Apa yang terjadi? Karena cintanya, Ulama itu pun menuruti. Ternyata syarat itu belum cukup. Ayah dari wanita itu minta syarat lain.
Mengurusi hewan ternak yang masih kecil. “Jika hewannya sudah besar, baru boleh kau nikahi anakku.” Diberi syarat itu, lagi-lagi sang Ulama menyetujui.
Di tempat lain, murid-muridnya bingung lantaran gurunya tak ada di majelis. Dinanti beberapa hari tak kunjung datang. Ditanya ke sana ke sini tak ada yang tahu.
Hingga datang informasi mulut ke mulut jika guru mereka berada di tempat wanita non Muslim, mengurus ternaknya dan telah menjadi murtad.
Muridnya menyambangi. Benar saja, guru yang juga Ulama besar di daerah tersebut telah berpindah agama. Lalu apa tindakan muridnya?
Kaget? Tidak. Marah? Boro-boro. Mencaci dan menyakiti gurunya? Tidak sedikit pun cercaan dan atau tudingan yang keluar dari lisannya. Lantas?
Murid itu tersenyum. Ia gembira. “Duhai guru, apa kabar?” sapanya dengan lembut. Ulama besar yang pindah agama itu, malu. Ia enggan menatap muridnya. Enggan menyapa balik.
“Siapa kamu. Pergi. Aku tidak kenal,” jawab sang guru. Muridnya tak pergi. Ia malah mendekati. Lalu bersimpuh di kaki gurunya.
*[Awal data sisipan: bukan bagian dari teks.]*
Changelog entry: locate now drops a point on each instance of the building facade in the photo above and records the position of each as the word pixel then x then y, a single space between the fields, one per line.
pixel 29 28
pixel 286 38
“Hari ini aku lebih mencintaimu dibanding hari-hari sebelumnya.” Murid itu melanjutkan:
Guru, dulu engkau mendidik kami jika Allah maha membolak balikkan hati. Dulu engkau mendidik kami tak ada yang bisa diperbuat manusia kecuali atas izin Allah. Engkau ingatkan kami, manusia tempatnya salah dan dosa.
Guru, hari ini apa yang kau katakan dulu, telah terbukti. Hanya Allah yang maha membolak balikan setiap hati manusia. “Kembalilah guru…”
Deg! Dada sang guru terguncang. Beliau menangis. Kembali bersyahadat. Memeluk muridnya. Lantas, kembali ke majlis. Membersihkan diri. Bertaubat.